Summary dashboard at the top shows:
- Total tests, tokens, estimated cost
- Judge call count, tool call count
- Input→output token breakdown
Expandable test cards — click any test to see:
- Full system prompt (purple)
- User input message (blue)
- Assistant response (green)
- Tool calls with arguments
- Matcher assertions with pass/fail, scores, and judge reasoning
Add to .gitignore:
pest-log.json
pest-report.htmlPest Reporter (jest)
Same capabilities as the vitest reporter. Requires --runInBand (the in-memory accumulator needs tests and reporter in the same process — typical for LLM tests anyway).
Setup
// jest.config.js
export default {
setupFilesAfterFramework: ['@heilgar/pest-jest/setup'],
reporters: [
'default',
['@heilgar/pest-jest/reporter', { showCost: true }],
],
};Same options as the vitest reporter: verbose, showCost, logFile, htmlFile.
Default test runner output
pest matchers work with any vitest/jest/Playwright reporter.

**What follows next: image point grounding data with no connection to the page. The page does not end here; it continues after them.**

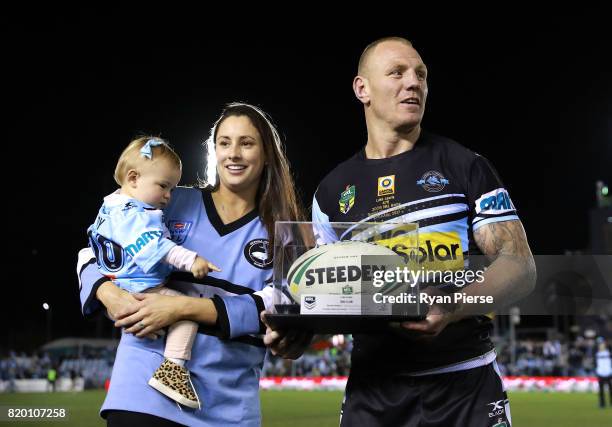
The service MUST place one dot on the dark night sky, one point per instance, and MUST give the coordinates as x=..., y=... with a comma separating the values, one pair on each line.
x=530, y=90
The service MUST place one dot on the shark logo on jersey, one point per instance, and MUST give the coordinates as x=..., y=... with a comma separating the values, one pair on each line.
x=258, y=254
x=128, y=206
x=179, y=230
x=432, y=181
x=347, y=199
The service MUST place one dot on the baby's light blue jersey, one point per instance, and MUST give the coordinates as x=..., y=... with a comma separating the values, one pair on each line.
x=227, y=359
x=130, y=240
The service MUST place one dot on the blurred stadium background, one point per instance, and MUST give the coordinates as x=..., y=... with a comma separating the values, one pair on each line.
x=93, y=88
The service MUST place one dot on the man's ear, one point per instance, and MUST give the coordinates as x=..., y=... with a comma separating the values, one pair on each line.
x=361, y=89
x=132, y=177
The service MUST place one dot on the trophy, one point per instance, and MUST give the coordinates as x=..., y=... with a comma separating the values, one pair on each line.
x=345, y=277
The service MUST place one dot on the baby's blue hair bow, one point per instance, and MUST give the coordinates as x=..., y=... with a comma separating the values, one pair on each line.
x=146, y=150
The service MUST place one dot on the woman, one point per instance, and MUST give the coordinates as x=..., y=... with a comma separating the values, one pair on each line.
x=232, y=225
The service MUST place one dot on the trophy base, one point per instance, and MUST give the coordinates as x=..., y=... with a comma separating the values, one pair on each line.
x=336, y=324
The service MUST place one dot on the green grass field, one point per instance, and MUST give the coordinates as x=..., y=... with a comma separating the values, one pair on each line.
x=320, y=408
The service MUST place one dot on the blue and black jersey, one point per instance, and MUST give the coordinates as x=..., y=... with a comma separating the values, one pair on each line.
x=450, y=192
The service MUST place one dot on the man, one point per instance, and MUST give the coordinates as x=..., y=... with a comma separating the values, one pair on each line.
x=603, y=370
x=439, y=371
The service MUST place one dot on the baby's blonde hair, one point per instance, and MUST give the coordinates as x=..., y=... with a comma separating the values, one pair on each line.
x=131, y=157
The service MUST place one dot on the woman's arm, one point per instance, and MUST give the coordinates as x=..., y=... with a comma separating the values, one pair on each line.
x=156, y=311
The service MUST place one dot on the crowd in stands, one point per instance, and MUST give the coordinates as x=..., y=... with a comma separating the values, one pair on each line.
x=94, y=366
x=549, y=358
x=324, y=358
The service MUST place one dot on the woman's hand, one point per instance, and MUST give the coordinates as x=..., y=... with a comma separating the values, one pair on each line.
x=115, y=299
x=153, y=313
x=289, y=345
x=120, y=303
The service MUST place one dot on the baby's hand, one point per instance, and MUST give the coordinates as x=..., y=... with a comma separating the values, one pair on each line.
x=201, y=267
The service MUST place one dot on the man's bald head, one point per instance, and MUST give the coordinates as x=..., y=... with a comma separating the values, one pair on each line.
x=367, y=52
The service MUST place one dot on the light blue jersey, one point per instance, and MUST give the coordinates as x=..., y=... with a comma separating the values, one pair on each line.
x=226, y=359
x=130, y=240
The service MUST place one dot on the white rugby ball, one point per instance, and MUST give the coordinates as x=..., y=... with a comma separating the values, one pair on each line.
x=336, y=268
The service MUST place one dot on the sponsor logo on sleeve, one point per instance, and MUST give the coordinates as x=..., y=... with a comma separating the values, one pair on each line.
x=494, y=202
x=386, y=185
x=432, y=181
x=347, y=199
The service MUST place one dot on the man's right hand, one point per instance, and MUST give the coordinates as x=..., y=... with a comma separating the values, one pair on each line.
x=289, y=345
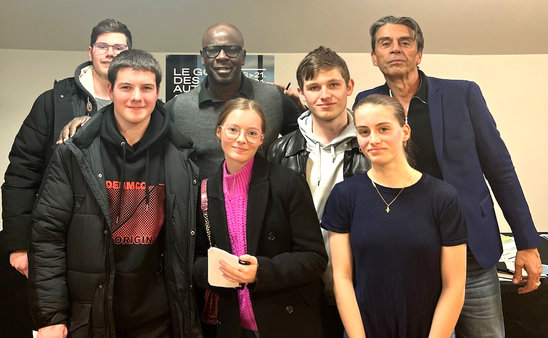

Without the pest reporter, you still get clear error messages on failures:
● Customer Support > escalates angry customers
Expected to call tool "escalate", but it was not called.
Called: [process_refund]LLM-judged matcher failures include the judge's reasoning:
● Geography > knows capital cities
Expected response to match semantic meaning of "Paris is the capital"
(threshold: 4/5, score: 2/5).
Reasoning: The response discusses Paris as a tourist destination,
not as the capital of France.All standard framework reporters work as-is:
# vitest
npx vitest --reporter=json --outputFile=results.json
npx vitest --reporter=junit --outputFile=results.xml
# jest
npx jest --json --outputFile=results.json
# playwright
npx playwright test --reporter=htmlThe pest reporter adds LLM-specific data on top — it doesn't replace the default output.